Day 2: I don’t know about you, but when I spend an entire day in bed, by the next morning I am antsy to get the hell out of it. Take this day to get out and return any unwanted presents. But don’t just return them. Return them and buy yourself the upgraded version of the item. Don’t want those footie pajamas your creepy Uncle Frank got you? Take them back and buy some sexy lingerie. Those pajama jeans? Hello! You deserve name brand. You see where I’m going with this?
Day 3: You’re bound to either feel immense guilt by how much you spent on day 2, or you exchanged those useless swimming goggles for a pair of rose-colored glasses, so you’re happy to remain indoors. Take out your holiday boxes, blast your favorite Snoop Dog album and shove those prized decorations where the sun don’t shine for the next 11 months.
Day 4: Are you sore from all of the stretching, reaching, squatting and bending you did while undecorating on day 3? This is your realization that you have fallen out of tip-top shape during the past 30 days of gluttony.

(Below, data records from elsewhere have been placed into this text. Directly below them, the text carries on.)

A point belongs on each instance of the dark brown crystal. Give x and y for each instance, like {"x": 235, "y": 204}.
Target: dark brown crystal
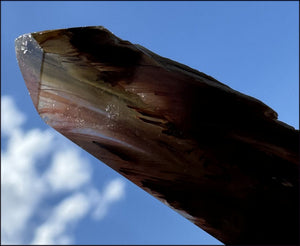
{"x": 217, "y": 156}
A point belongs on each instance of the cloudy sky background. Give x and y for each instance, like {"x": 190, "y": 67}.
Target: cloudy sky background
{"x": 52, "y": 192}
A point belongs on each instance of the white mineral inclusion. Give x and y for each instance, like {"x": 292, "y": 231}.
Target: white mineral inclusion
{"x": 112, "y": 111}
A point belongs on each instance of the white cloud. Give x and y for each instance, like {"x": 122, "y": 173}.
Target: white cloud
{"x": 68, "y": 171}
{"x": 69, "y": 211}
{"x": 23, "y": 188}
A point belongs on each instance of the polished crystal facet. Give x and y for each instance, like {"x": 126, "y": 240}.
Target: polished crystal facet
{"x": 217, "y": 156}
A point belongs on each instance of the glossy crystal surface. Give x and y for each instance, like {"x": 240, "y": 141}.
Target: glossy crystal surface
{"x": 204, "y": 149}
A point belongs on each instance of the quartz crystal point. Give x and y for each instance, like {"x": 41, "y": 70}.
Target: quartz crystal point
{"x": 217, "y": 156}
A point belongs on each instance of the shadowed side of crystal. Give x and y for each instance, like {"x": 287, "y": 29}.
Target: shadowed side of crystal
{"x": 218, "y": 157}
{"x": 30, "y": 60}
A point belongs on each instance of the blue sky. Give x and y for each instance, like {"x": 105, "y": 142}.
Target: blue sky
{"x": 54, "y": 192}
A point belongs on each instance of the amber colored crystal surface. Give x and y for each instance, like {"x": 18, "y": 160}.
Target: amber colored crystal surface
{"x": 217, "y": 156}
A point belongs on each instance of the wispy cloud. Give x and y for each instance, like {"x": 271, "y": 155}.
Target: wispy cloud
{"x": 24, "y": 188}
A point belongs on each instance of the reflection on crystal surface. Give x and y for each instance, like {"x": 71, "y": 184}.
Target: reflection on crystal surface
{"x": 199, "y": 146}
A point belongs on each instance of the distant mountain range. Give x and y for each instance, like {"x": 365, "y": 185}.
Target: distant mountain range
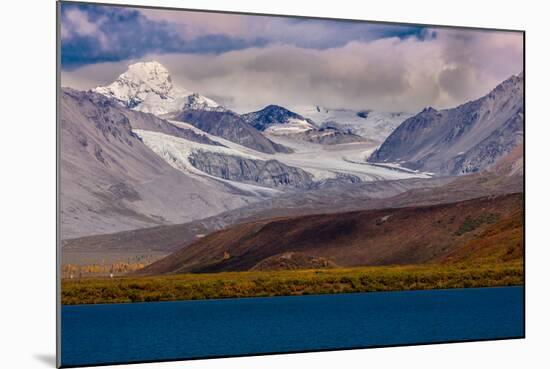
{"x": 461, "y": 140}
{"x": 143, "y": 152}
{"x": 370, "y": 237}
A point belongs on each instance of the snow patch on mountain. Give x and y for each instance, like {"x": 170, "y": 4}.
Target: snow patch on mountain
{"x": 148, "y": 87}
{"x": 370, "y": 124}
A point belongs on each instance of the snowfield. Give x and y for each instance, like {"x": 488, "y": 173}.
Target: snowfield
{"x": 148, "y": 87}
{"x": 292, "y": 126}
{"x": 321, "y": 161}
{"x": 373, "y": 125}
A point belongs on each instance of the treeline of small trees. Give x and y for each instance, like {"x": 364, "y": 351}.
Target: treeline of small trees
{"x": 75, "y": 271}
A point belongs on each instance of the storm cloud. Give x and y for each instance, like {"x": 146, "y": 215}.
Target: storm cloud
{"x": 247, "y": 62}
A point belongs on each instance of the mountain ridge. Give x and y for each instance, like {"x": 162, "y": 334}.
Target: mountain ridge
{"x": 461, "y": 140}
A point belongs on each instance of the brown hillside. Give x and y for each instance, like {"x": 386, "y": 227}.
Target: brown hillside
{"x": 372, "y": 237}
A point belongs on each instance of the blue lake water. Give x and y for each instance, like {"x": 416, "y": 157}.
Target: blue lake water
{"x": 100, "y": 334}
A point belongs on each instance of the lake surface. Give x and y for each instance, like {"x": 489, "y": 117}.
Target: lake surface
{"x": 100, "y": 334}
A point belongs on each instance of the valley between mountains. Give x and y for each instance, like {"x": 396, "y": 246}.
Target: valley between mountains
{"x": 167, "y": 194}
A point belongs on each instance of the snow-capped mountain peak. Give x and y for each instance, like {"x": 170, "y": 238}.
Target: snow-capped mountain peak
{"x": 148, "y": 87}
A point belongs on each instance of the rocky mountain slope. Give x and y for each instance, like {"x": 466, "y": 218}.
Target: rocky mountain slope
{"x": 111, "y": 181}
{"x": 275, "y": 118}
{"x": 371, "y": 237}
{"x": 465, "y": 139}
{"x": 232, "y": 127}
{"x": 369, "y": 124}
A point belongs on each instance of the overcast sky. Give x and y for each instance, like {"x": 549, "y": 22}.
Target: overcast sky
{"x": 246, "y": 62}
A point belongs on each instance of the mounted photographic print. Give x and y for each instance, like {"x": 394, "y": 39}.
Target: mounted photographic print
{"x": 238, "y": 184}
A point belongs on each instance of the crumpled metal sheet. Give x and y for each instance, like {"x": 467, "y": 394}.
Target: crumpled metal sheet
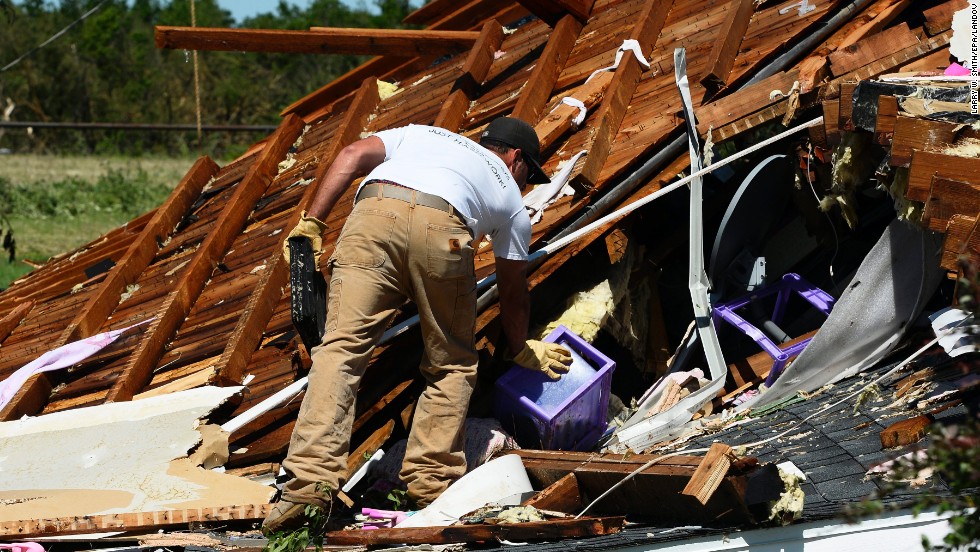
{"x": 888, "y": 292}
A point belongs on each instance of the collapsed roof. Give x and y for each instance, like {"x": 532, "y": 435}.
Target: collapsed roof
{"x": 200, "y": 285}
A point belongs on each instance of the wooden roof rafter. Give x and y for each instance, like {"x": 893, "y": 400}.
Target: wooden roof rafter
{"x": 139, "y": 366}
{"x": 536, "y": 93}
{"x": 475, "y": 70}
{"x": 33, "y": 395}
{"x": 553, "y": 11}
{"x": 318, "y": 40}
{"x": 13, "y": 318}
{"x": 731, "y": 33}
{"x": 649, "y": 24}
{"x": 264, "y": 298}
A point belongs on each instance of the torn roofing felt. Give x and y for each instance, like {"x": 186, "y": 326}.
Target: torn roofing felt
{"x": 204, "y": 270}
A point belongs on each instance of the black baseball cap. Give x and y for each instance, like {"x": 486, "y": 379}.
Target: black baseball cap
{"x": 516, "y": 133}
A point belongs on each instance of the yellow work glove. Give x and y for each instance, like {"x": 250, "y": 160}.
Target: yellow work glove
{"x": 308, "y": 227}
{"x": 549, "y": 358}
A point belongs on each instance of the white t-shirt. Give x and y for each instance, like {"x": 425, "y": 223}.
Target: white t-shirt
{"x": 471, "y": 178}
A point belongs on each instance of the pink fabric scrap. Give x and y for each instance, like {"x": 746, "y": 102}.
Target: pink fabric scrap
{"x": 956, "y": 70}
{"x": 382, "y": 518}
{"x": 22, "y": 547}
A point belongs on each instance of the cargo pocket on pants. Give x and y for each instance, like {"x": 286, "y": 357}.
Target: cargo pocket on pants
{"x": 449, "y": 255}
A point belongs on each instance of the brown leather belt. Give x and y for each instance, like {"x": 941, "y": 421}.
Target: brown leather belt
{"x": 393, "y": 190}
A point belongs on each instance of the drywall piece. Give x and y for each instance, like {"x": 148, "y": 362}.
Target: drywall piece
{"x": 98, "y": 460}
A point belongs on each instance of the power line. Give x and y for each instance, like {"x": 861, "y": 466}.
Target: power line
{"x": 137, "y": 126}
{"x": 54, "y": 37}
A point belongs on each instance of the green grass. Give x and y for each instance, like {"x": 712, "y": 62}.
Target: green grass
{"x": 53, "y": 204}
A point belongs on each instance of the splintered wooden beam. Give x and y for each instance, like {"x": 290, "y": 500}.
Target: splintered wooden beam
{"x": 754, "y": 369}
{"x": 142, "y": 521}
{"x": 886, "y": 119}
{"x": 318, "y": 40}
{"x": 649, "y": 23}
{"x": 875, "y": 24}
{"x": 730, "y": 35}
{"x": 905, "y": 432}
{"x": 710, "y": 473}
{"x": 475, "y": 69}
{"x": 748, "y": 100}
{"x": 139, "y": 367}
{"x": 831, "y": 109}
{"x": 140, "y": 253}
{"x": 926, "y": 165}
{"x": 13, "y": 318}
{"x": 537, "y": 530}
{"x": 552, "y": 11}
{"x": 263, "y": 300}
{"x": 949, "y": 197}
{"x": 556, "y": 124}
{"x": 891, "y": 62}
{"x": 560, "y": 496}
{"x": 845, "y": 106}
{"x": 915, "y": 133}
{"x": 871, "y": 49}
{"x": 962, "y": 238}
{"x": 537, "y": 90}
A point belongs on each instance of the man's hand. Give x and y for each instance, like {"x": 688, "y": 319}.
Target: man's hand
{"x": 308, "y": 227}
{"x": 549, "y": 358}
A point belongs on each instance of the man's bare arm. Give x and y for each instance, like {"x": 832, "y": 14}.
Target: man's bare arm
{"x": 515, "y": 301}
{"x": 353, "y": 162}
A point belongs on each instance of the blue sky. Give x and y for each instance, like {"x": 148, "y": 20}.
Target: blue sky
{"x": 240, "y": 9}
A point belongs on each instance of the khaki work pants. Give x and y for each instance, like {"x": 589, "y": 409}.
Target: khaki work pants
{"x": 390, "y": 250}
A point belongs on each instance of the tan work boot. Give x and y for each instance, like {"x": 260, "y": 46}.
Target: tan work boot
{"x": 284, "y": 516}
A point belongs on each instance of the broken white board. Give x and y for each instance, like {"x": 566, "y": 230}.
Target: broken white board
{"x": 116, "y": 458}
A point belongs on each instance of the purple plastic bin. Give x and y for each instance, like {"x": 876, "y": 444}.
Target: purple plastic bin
{"x": 568, "y": 414}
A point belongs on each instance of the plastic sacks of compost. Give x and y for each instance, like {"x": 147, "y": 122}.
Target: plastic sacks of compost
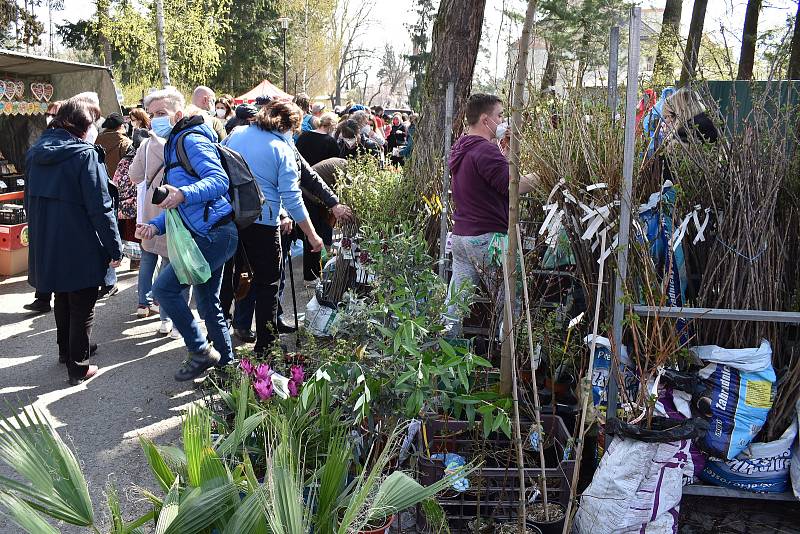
{"x": 739, "y": 389}
{"x": 760, "y": 467}
{"x": 639, "y": 483}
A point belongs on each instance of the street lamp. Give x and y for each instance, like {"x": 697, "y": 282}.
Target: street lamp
{"x": 285, "y": 27}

Sign up at the gym down the street, use that daily-deal coupon you bought in September for unlimited yoga, go out and repurchase those swim goggles you returned on day 2 and schedule a swim regimen. Try a new workout daily until you find one you want to stick with.
Day 5: Call all of your family, friends and neighbors and declare an early victory on 2013.
How do you beat the Post-Holiday Blues?